TFCI_BAZEL_COMMON_ARGS=( --disk_cache=$TFCI_OUT_DIR/cache --config=tf_public_cache )

This will place a bazel cache in $TFCI_OUT_DIR/cache, which by default resolves to build_output/cache. On Docker, since build_output is inside the TensorFlow source code volume mount, the cache directory will not be deleted when the container is removed.

The sample environment configuration is pre-configured with the combo-cache.

Advanced users may already have their own system-wide shared bazel caches. If you're using Docker, you can mount a specific directory to use as the cache if you want to use that cache instead:

TFCI_DOCKER_ARGS=( -v "$HOME/bazelcache:/root/bazelcache" )
TFCI_BAZEL_COMMON_ARGS=( --disk_cache=/root/bazelcache )

Keep these additional details in mind when using the cache:

The official nightly builds use --config=tf_public_cache_push to push the results of wheel.sh to a remote cache. Our CI must use Bazel's --google_default_credentials flag to pull upload credentials from the virtual machine, but the flag raises an error if no credentials are available.
It‘s safe to use --config=tf_public_cache_push (the default config) as a normal developer because you don’t have upload permission, but you should switch it to tf_public_cache if you're a Google developer. There is no cache for pycpp.sh, because the official jobs use Remote Build Execution instead.

Speed up builds with Remote Build Execution

A limited set of authenticated users (mostly internal Google developers) can use Remote Build Execution (RBE) on the same GCP project that TensorFlow itself uses. RBE is much faster than a local cache and performs the bazel invocation on container clusters in GCP. Make sure you have gcloud configured, and that you've run gcloud auth application-default login.

TFCI_BAZEL_COMMON_ARGS=( --config=rbe )

If you're using Docker, you must mount your GCP credentials in the container:

TFCI_DOCKER_ARGS=( -v "$HOME/.config/gcloud:/root/.config/gcloud" )

Share build results by uploading to ResultStore

A limited set of authenticated users (mostly internal Google developers) can upload Bazel results to GCP ResultStore, which is the same service that TensorFlow uses to share its public build results.
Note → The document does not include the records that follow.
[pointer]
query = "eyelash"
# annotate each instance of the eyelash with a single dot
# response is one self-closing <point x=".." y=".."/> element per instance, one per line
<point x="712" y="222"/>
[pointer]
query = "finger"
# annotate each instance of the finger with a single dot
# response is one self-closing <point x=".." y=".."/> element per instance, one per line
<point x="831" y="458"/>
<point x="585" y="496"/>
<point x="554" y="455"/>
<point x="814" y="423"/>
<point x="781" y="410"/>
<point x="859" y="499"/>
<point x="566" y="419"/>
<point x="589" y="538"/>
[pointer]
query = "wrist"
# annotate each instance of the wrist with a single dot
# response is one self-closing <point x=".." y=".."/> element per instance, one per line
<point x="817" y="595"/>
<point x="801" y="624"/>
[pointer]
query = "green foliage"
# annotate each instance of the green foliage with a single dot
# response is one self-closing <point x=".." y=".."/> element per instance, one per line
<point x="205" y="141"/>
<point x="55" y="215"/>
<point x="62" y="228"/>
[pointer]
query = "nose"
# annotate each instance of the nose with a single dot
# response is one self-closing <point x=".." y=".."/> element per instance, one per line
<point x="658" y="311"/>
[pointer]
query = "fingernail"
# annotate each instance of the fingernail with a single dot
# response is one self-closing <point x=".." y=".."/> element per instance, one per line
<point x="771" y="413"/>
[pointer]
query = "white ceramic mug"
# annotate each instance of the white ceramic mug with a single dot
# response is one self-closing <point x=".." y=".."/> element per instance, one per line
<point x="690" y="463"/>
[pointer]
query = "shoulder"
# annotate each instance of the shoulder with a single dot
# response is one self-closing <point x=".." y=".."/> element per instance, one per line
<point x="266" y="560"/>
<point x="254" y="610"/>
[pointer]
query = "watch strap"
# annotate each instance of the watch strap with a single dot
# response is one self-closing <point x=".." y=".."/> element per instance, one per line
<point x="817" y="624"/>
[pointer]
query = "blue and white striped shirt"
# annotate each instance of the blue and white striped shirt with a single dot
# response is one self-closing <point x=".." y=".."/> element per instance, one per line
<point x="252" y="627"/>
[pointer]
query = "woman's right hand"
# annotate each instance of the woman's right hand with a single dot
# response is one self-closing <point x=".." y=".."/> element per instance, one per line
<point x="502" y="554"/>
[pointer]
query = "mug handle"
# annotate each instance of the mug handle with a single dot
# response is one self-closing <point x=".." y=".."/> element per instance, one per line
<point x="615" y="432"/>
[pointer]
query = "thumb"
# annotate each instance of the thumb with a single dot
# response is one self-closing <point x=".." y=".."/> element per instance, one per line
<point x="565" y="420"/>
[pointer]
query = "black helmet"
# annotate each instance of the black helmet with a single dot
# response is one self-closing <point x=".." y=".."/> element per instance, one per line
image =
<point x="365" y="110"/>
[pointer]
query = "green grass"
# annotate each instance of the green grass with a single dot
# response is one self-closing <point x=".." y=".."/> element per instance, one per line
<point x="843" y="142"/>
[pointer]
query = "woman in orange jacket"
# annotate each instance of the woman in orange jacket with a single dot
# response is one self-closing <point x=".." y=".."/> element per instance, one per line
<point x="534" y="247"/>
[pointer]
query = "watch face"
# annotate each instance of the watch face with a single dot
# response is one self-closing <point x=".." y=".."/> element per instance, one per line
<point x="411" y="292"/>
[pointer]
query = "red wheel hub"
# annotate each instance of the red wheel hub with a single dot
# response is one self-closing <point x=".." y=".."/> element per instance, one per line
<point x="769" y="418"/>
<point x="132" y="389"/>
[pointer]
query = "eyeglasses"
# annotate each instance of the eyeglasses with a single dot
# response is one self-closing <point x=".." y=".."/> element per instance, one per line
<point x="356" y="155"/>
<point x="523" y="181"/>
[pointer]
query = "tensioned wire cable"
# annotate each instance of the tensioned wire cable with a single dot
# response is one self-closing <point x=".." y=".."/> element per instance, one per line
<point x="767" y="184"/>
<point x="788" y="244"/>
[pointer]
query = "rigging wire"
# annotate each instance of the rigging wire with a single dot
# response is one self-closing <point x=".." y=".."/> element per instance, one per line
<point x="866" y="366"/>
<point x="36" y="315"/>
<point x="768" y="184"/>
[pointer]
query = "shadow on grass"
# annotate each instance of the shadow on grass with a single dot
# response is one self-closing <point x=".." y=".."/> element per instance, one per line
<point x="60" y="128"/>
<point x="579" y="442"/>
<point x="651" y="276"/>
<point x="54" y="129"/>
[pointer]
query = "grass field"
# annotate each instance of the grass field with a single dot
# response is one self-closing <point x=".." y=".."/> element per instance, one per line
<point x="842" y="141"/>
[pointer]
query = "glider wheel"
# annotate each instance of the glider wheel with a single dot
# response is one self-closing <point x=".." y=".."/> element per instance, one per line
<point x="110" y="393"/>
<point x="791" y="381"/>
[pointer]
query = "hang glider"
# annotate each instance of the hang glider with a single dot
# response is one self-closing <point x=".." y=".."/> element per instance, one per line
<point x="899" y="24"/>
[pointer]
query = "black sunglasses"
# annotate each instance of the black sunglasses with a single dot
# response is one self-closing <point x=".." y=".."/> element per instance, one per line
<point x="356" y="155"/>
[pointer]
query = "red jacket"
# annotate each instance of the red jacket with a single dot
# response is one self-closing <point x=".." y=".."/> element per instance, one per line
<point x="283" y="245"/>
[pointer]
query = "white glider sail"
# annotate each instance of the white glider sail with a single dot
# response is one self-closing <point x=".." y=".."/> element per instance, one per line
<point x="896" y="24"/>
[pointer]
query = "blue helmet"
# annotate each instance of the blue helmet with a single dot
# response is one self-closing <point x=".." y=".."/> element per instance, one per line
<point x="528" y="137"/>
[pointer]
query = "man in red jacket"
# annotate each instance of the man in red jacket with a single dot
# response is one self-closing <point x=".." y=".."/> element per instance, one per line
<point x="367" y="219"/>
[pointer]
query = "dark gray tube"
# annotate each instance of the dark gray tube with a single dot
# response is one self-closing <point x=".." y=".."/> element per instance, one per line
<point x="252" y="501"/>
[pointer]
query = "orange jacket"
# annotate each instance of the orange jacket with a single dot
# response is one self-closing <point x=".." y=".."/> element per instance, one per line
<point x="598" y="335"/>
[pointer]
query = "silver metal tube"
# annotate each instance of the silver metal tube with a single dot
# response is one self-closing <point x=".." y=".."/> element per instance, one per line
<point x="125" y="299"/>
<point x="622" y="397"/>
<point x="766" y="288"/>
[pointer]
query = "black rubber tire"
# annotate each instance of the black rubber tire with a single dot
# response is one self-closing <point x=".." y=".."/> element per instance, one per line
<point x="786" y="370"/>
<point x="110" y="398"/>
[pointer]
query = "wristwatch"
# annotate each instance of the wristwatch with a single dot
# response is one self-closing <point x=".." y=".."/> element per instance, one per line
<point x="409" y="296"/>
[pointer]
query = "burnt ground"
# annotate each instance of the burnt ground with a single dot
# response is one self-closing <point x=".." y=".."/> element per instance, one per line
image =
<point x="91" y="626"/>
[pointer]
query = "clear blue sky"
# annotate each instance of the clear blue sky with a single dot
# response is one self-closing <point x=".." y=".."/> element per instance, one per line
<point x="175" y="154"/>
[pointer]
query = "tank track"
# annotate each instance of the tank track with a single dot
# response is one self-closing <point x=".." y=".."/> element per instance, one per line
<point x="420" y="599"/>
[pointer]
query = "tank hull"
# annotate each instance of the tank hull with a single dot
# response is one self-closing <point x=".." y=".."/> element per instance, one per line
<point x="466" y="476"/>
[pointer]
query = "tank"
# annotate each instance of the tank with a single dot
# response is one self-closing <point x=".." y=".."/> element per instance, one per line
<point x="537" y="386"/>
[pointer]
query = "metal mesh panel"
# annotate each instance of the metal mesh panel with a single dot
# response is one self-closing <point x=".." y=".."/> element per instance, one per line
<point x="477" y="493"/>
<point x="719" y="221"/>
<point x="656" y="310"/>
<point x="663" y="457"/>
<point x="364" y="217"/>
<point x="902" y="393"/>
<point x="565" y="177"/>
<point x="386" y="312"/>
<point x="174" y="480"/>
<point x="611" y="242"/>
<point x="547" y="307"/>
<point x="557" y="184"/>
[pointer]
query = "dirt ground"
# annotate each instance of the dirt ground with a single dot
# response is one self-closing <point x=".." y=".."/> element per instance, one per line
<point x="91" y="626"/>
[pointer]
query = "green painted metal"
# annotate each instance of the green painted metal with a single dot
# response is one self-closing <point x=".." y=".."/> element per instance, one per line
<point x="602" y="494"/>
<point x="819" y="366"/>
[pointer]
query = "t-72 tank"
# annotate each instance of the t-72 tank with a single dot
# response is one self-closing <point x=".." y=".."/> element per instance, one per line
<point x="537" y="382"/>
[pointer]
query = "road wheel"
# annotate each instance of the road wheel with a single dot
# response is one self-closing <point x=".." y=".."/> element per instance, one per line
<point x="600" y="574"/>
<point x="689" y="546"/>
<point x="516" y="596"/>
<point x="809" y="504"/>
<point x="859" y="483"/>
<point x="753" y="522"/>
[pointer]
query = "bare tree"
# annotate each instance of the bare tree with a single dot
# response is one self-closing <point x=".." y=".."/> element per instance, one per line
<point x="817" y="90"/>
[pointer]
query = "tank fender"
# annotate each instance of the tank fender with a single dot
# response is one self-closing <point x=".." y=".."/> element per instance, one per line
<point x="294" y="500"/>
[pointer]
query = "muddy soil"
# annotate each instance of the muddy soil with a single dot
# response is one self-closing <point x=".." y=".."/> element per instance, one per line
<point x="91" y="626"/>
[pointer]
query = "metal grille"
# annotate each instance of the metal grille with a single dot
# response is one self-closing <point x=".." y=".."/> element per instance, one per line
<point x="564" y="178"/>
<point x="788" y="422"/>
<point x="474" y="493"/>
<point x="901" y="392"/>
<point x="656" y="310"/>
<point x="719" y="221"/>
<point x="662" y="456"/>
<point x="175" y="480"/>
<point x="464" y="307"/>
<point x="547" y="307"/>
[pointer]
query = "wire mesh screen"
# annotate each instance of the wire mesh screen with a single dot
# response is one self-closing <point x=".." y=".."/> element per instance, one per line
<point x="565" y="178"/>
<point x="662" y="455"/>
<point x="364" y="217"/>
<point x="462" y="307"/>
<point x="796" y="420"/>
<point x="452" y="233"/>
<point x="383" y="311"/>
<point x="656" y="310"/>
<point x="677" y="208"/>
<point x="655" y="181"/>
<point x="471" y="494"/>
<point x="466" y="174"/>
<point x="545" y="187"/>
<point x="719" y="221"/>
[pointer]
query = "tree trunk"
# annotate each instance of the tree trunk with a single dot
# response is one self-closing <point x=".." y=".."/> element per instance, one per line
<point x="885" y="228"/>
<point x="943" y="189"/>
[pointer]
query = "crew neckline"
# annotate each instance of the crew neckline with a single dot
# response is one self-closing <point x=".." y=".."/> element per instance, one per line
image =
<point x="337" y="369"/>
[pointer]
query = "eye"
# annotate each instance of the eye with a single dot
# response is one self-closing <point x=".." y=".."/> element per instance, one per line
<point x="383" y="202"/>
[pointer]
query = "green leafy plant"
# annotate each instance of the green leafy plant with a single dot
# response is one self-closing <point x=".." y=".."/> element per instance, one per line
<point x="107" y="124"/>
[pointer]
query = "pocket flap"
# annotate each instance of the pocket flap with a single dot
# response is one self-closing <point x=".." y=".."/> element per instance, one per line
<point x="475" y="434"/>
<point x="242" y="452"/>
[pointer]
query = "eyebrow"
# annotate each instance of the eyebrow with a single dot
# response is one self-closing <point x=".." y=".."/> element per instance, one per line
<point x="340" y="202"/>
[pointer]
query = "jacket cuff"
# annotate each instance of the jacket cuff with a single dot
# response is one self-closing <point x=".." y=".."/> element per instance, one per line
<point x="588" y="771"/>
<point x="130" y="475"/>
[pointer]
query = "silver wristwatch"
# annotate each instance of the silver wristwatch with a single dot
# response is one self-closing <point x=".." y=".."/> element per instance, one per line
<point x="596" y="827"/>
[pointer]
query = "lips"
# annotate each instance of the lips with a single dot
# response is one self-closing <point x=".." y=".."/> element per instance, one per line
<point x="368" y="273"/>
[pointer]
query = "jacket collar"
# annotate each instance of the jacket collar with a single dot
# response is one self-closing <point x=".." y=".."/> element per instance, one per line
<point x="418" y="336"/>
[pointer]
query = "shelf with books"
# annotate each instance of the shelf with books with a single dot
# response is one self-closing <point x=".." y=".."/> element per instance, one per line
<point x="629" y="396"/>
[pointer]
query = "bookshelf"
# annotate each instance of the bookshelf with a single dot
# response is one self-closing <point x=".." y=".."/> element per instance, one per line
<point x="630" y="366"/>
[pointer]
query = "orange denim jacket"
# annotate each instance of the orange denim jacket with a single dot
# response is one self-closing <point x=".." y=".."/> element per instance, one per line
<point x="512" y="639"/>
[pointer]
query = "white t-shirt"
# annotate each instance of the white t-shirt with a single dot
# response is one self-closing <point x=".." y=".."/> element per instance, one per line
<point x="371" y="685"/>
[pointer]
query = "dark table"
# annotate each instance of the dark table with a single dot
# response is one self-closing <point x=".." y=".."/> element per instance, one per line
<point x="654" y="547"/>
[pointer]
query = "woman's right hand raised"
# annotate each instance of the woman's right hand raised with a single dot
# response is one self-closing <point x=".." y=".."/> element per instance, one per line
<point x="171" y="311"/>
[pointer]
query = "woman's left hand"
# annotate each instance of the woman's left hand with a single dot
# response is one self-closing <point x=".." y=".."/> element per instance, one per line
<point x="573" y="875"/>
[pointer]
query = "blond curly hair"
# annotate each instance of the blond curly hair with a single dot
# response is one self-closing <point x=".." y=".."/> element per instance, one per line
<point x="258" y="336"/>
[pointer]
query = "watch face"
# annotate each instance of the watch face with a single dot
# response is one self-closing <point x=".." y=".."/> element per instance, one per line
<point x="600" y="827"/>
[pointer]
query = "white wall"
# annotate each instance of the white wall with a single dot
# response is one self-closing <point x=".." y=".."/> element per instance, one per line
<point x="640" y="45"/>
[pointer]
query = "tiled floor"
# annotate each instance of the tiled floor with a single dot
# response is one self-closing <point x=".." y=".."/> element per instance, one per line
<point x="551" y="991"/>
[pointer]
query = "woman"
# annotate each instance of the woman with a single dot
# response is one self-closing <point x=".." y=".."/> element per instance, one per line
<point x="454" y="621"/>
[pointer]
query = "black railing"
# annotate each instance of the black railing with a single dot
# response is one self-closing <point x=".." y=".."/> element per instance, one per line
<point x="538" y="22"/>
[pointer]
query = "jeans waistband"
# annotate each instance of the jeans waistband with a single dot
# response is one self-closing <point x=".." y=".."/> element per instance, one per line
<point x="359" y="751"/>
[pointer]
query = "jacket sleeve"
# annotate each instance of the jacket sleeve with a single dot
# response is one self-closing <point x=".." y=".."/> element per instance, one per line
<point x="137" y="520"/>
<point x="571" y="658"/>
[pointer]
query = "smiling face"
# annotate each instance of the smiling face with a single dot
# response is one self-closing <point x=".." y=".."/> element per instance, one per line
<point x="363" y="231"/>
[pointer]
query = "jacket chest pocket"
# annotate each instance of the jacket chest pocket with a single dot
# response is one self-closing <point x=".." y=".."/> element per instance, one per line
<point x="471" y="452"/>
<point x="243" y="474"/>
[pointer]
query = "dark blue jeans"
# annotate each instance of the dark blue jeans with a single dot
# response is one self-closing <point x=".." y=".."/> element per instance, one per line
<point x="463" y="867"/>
Make sure you have gcloud configured, and that you've run gcloud auth application-default login.

TFCI_BAZEL_COMMON_ARGS=( --config=resultstore )

If you're using Docker, you must mount your GCP credentials in the container:

TFCI_DOCKER_ARGS=( -v "$HOME/.config/gcloud:/root/.config/gcloud" )

Running a build script will print a list of ResultStore URLs after the script terminates.

Uploading Release Artifacts

Artifact uploads, part of the TF release process, are controlled by UPLOAD_ENABLE variables. Normal users will not have the authentication necessary to perform uploads, but it's possible a Google developer could. The sample config disables all uploads for you. When running locally, there is no reason to turn them back on.

Contributing & Maintenance

The TensorFlow team does not yet have guidelines in place for contributing to this directory. We are working on it. Please join a TF SIG Build meeting (see: bit.ly/tf-sig-build-notes) if you'd like to discuss the future of contributions.

What should go in an `env` vs a `.bazelrc` config option?

Since envs contain multiple BAZEL variables that expand to bazel flags, we have the option of repeating those flags in env files or in TensorFlow's .bazelrcs. We favor adding flags to .bazelrc under a --config=... flag instead of adding extensive options to env files.